Saturday, September 20, 2014


[The Pennsylvania Reserves in the Civil War: A Comprehensive History By Uzal W. Ent (McFarland 800-253-2187, 2014). Softcover, maps, tables, illustrations, notes, bibliography, index. ISBN:978-0-7864-4872-2 Pp. 411 $75]

With all its members hailing from the Keystone State, the Pennsylvania Reserves were an unusual Union army division. Formed in 1861 from the rush of men left over when the state vastly exceeded its federally mandated enlistment quota, the Reserves fought in all the major eastern theater battles with the Army of the Potomac before being mustered out in mid-1864. During this time, they forged an enviable combat reputation during the Seven Days, 2nd Bull Run, Antietam, Fredericksburg, Gettysburg, and Overland campaigns.

When it comes to the division’s organizational and battle history, the subtitle of Uzal Ent’s The Pennsylvania Reserves in the Civil War: A Comprehensive History is no immodest boast. The chapter describing the formation and training of the Pennsylvania Reserve Corps is relatively brief. It's in the campaign and battle history of the unit, which comprises the bulk of the work, where the level of detail is really unprecedented. Ent’s study is ostensibly division history, but his narrative also describes the action from the perspectives of the formation’s compositional regiments and batteries. The occasional side trips are equally compelling. In addition to penning a nice capsule history of the operations of the 1st Pennsylvania Reserve Cavalry Regiment between the summers of 1863 and 1864, the author also delves into operations outside those of the Army of the Potomac, specifically the roles of the 3rd and 4th Reserves in the 1864 West Virginia campaign.
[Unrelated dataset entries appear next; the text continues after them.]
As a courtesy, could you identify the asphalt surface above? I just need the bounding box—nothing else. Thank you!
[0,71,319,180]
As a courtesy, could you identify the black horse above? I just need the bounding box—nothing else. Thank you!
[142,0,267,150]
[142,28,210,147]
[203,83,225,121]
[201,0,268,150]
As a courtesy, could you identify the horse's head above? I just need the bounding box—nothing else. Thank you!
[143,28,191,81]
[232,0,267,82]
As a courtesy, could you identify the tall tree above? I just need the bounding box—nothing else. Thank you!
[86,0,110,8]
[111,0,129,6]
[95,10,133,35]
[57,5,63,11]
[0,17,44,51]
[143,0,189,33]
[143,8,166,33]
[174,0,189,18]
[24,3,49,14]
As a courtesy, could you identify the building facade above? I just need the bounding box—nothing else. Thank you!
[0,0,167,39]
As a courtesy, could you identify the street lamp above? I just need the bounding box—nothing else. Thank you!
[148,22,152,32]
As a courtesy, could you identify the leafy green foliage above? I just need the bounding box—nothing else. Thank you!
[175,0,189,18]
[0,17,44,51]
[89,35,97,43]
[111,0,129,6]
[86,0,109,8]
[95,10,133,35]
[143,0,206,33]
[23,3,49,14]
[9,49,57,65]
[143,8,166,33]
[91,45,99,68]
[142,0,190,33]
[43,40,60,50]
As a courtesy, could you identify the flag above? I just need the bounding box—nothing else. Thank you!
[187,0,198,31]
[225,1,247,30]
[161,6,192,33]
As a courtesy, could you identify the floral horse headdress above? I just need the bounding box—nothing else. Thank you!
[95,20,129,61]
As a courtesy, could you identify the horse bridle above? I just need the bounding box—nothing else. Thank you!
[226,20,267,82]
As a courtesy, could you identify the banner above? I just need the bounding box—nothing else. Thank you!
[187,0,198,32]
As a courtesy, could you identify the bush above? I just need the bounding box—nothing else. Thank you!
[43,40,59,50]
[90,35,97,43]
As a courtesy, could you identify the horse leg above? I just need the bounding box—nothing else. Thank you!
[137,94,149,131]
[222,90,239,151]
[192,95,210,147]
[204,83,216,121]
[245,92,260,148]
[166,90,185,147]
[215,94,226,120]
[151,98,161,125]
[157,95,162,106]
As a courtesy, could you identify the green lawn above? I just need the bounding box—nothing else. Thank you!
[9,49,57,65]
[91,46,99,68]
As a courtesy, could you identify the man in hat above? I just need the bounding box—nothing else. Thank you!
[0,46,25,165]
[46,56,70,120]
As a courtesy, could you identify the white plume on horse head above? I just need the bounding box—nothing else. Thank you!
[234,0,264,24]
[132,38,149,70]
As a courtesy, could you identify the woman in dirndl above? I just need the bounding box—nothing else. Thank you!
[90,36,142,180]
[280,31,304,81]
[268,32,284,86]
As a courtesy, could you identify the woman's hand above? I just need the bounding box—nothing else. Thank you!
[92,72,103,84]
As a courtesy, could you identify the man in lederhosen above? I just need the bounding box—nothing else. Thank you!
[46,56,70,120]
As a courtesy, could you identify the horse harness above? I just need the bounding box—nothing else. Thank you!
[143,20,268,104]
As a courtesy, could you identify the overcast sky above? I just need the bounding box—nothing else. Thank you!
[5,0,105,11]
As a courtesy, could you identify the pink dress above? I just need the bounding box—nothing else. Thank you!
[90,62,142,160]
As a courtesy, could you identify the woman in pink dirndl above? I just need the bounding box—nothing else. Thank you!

Of course, the creation of such a minutely detailed narrative requires a mountain of research and Ent’s bibliography offers the expected depth and range of source materials in the form of government documents, books, pamphlets, newspapers, and both published and unpublished diaries, letters, and memoirs. The endnotes are expansive, with source as well as explanatory notations.

A range of supplemental features greatly enrich the text and increase its value as a research tool. In addition to photographs of many of the principal officers associated with the Reserves, a wealth of maps also grace the book’s pages. These are previously published drawings, rather than originals commissioned for this book, but most are quite good. Ent also provides order of battle and casualty tables for the featured campaigns and battles. Detailed biographical sketches of the colonels and generals that led the Reserves can be found in one appendix while another collects 1861 regimental organizational charts. The final appendix reproduces the texts of several public speeches made in the Reserves’ honor when the men returned home from the front in 1864.

The author didn't include rosters or any systematic study of soldier demographics, but their absence is understandable given the consuming scale of such a task.  Such things are difficult enough for a single regiment, let alone an entire division.  Ent does however integrate into his narrative the experiences, told in their own words, of a host of Pennsylvania Reserves officers and enlisted men (over 150 by the author’s count). The study’s essence may be traditional top-down battle history, but the thoughts and views of men in the ranks are not neglected.

While regimental and brigade histories of Civil War units are very common, division histories are exceedingly rare. Why this is so is open to debate, but Uzal Ent’s The Pennsylvania Reserves in the Civil War, for all the reasons outlined above, makes a powerful argument for their usefulness. It is highly recommended reading for students of the Civil War’s eastern theater and those with a special interest in the contributions and sacrifices of Pennsylvania’s sons to the Union cause.

[edited version of review previously published in On Point magazine]


  1. Would you say, then, that Ent's book is better than the usual run of poorly edited McFarland titles?

    One reason for the lack of division histories may be that their composition usually changed throughout their service. Walker's Texas Division and the PA Reserves were rare both in being from one state and staying mostly unchanged. This was even rare at the brigade level. I'll bet writing a history of 10-12,000 men is also pretty daunting.

    1. Will,
      I wouldn't go that far. In my experience (and I see a ton of McF titles every year), for every truly messy title there's one or more that any publisher would be proud to release. I agree that is it a very valid question as to why, given the premium price, why they can't be more consistent. As to your query about this particular one, if memory serves (I read and wrote the review over 6 mos. ago) it is one of the better ones in terms of manuscript presentation.

  2. I believe I forgot to sign my earlier comment. I really value your reviews, especially of unit histories, as these are valuable to my research on recruitment practices.
    Will Hickox

    1. I'm glad you don't visit the site primarily for biography! I'm sure that gets the vote for most neglected category.